Mais considérant que ce grief a fait l'objet d'une procédure distincte aux termes de laquelle le tribunal puis la cour, par un arrêt de ce jour, ont dit la demande mal fondée.

Considérant qu'il apparaît ainsi que le jugement déféré a, à bon droit, rejeté les prétentions de la société Tooteam.

III - Sur la demande reconventionnelle :

Considérant que Malik Lahoucine, Annie Dallaud épouse Lahoucine et la société SAO sollicitent l'attribution d'une somme de 10 000 F en réparation d'une procédure qualifiée d'abusive.

Mais considérant que la société Tooteam a pu, de bonne foi, se méprendre sur la nature de l'activité des intimés.

Que cette demande sera donc écartée.

IV - Sur les frais hors dépens :

Considérant que la société Tooteam qui succombe, sera déboutée de la demande par elle fondée sur les dispositions de l'article 700 du Nouveau Code de Procédure Civile.

Qu'il est équitable en revanche d'élever la somme attribuée de ce chef tant à Pierre Le Hir qu'à Dominique Fleury par les premiers juges de 10 000 F à 15 000 F.

Par ces motifs : Ordonne la suppression de la jonction de la présente procédure avec l'instance n° 96-16788 opposant la société Tooteam à Malik Lahoucine. Confirme le jugement entrepris en toutes ses dispositions à l'exception de celle relative aux frais non taxables.
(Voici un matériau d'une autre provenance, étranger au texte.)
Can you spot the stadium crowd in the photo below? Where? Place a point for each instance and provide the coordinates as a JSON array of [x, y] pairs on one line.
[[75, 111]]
Le réforme de ce chef et, statuant à nouveau, Condamne la société Tooteam à verser à Pierre Le Hir d'une part, à Dominique Fleury d'autre part, une somme de quinze mille francs (15 000 F) en application des dispositions de l'article 700 du Nouveau Code de Procédure Civile. Rejette toutes autres demandes. Condamne la société Tooteam aux dépens d'appel. Admet la SCP Bommart-Forster et la SCP Roblin-Chaix de Lavarène titulaires d'un office d'avoué, au bénéfice de l'article 699 du Nouveau Code de Procédure Civile.